Girls came from across Brisbane, Queensland and Northern New South Wales to attend Duporth, and the school community held loyal friends, among them Nellie Melba, the Australian opera diva.
Author Elisabeth Wheeler presents Janet O’Connor’s story in A Clear Vision. Meticulously researched, illustrated and indexed, it contains lists of enrolments of girls and biographies on selected students and staff, providing insight into the role of women in the nascent years of a ‘European’ Australia, through to post First World War.
A Clear Vision is social history, educational history, biography, and more.

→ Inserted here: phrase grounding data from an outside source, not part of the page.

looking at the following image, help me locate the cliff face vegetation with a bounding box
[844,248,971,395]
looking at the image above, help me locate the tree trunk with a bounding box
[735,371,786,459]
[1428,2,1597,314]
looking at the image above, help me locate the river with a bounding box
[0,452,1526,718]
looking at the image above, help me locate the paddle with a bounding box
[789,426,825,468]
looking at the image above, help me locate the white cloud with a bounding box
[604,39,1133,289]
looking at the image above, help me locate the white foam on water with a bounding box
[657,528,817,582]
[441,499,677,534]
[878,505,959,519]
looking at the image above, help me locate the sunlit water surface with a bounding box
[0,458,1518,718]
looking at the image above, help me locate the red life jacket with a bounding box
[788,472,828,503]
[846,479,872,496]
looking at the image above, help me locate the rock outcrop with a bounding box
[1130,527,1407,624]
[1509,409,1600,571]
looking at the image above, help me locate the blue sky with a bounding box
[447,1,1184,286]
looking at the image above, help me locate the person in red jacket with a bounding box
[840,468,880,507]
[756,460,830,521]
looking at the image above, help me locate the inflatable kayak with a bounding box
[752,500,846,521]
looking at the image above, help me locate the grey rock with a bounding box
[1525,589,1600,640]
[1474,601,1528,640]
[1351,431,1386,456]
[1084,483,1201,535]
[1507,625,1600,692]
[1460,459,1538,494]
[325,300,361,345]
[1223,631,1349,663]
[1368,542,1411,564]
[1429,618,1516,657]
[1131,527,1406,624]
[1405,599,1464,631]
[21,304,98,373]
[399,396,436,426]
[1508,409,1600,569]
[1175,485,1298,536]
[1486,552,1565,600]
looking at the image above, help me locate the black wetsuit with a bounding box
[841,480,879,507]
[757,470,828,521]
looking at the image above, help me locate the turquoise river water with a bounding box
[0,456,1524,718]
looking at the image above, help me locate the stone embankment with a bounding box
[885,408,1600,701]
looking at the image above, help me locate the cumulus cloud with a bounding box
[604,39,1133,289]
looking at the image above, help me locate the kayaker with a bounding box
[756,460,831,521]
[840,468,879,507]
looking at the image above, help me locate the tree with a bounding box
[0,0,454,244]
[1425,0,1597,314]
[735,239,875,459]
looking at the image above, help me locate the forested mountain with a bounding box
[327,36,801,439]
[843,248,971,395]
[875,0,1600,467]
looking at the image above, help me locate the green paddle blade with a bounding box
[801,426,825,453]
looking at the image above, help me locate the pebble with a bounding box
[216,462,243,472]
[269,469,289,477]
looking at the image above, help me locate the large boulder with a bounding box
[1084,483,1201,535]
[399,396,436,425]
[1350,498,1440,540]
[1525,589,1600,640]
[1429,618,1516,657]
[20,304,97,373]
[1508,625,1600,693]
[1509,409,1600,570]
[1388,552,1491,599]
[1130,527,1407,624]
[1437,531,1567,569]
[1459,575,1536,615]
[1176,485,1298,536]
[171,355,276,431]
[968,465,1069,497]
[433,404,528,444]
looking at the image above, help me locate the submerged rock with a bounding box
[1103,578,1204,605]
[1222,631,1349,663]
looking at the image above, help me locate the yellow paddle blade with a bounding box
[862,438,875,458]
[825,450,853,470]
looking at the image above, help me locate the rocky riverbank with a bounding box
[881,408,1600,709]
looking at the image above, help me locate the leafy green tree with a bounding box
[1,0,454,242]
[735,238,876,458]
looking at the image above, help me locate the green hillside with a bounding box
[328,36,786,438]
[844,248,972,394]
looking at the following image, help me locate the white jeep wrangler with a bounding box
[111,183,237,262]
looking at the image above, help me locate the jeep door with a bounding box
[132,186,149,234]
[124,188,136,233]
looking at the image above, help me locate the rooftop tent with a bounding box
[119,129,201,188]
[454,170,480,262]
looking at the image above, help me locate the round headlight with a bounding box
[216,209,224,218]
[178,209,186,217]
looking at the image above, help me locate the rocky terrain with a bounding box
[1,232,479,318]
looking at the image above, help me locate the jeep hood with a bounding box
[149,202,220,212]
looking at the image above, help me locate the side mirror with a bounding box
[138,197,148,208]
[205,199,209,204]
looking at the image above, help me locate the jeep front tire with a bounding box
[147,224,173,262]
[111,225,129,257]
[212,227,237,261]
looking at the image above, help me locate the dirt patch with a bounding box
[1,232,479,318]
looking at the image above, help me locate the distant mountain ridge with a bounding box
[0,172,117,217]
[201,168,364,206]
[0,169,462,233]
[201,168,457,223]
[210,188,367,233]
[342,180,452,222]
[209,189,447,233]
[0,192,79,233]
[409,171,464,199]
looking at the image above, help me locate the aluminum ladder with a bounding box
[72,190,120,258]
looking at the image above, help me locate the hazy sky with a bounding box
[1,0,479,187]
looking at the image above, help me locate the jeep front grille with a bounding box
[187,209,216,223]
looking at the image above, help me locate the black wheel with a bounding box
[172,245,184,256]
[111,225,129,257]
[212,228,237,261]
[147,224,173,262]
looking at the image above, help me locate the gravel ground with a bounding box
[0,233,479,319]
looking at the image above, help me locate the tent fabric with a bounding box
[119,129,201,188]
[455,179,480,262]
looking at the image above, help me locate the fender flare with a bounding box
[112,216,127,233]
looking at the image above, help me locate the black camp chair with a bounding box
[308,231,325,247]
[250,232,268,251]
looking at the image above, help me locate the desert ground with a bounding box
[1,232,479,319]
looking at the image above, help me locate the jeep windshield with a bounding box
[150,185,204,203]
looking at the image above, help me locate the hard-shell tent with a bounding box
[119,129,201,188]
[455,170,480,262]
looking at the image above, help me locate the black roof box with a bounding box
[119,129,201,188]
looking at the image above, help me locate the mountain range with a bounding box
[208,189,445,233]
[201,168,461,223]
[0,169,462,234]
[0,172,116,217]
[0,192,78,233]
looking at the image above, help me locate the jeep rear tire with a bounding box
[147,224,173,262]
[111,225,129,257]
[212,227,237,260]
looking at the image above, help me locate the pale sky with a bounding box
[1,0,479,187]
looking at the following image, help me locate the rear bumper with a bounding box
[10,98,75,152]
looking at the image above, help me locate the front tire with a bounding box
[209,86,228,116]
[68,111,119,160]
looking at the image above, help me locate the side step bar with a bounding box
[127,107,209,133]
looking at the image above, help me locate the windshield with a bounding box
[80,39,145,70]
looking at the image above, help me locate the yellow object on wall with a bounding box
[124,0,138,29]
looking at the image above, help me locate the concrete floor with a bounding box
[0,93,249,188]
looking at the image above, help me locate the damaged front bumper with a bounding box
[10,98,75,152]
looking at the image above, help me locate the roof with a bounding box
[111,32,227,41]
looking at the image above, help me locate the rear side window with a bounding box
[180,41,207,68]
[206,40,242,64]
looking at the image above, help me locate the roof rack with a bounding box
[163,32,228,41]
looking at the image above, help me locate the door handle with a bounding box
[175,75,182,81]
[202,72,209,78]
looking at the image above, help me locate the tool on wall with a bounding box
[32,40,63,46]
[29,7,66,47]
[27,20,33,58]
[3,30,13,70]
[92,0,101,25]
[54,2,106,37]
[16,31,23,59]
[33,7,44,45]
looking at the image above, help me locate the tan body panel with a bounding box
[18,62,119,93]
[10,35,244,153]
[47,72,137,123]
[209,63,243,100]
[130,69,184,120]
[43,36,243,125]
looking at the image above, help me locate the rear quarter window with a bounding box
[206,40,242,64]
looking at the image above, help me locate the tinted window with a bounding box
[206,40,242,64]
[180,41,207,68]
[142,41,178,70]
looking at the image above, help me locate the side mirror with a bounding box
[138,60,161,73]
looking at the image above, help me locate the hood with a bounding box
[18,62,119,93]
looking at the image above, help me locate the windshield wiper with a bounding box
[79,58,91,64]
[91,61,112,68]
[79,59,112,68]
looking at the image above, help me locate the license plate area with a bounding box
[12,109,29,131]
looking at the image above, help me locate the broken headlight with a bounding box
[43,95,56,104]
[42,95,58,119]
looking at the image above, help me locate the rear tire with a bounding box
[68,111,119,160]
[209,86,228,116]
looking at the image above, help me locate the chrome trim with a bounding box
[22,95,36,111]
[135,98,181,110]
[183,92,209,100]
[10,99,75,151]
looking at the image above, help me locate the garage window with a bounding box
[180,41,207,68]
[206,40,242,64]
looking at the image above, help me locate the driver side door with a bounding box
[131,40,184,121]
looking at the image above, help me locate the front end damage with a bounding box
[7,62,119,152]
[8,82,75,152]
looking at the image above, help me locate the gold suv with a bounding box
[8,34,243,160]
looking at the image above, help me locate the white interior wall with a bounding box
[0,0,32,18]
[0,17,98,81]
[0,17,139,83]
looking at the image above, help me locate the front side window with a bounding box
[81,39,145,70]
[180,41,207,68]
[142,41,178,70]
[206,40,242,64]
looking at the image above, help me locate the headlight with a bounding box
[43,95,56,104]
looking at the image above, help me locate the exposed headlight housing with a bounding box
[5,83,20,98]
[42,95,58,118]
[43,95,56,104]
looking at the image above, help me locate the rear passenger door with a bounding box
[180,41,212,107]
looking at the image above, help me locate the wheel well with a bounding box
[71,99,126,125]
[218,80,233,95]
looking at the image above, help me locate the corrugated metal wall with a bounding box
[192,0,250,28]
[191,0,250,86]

It is a reconstruction and an anatomy of a school – a window into the world of early Queensland and Australia, its people, emergent classes, values and aspirations through the lens of a visionary educator, Mrs Janet O’Connor, and Duporth.
Customer Reviews
The research data included in the final pages of this book are both reliable and comprehensive. I have already recommended the book for inclusion in the Esk Shire Council library where there are books about the men from the families whose sisters and daughters were enrolled at Deporth school but are seldom included in local history except as an adjunct to the men's pioneering of the Brisbane River Valley. The early text chapters are well and carefully written.
A wonderful account of the Education of the young women of the early Settlers of Queensland by Duporths Janet O'Connor and how that ,open, education influenced the development and history of Queensland.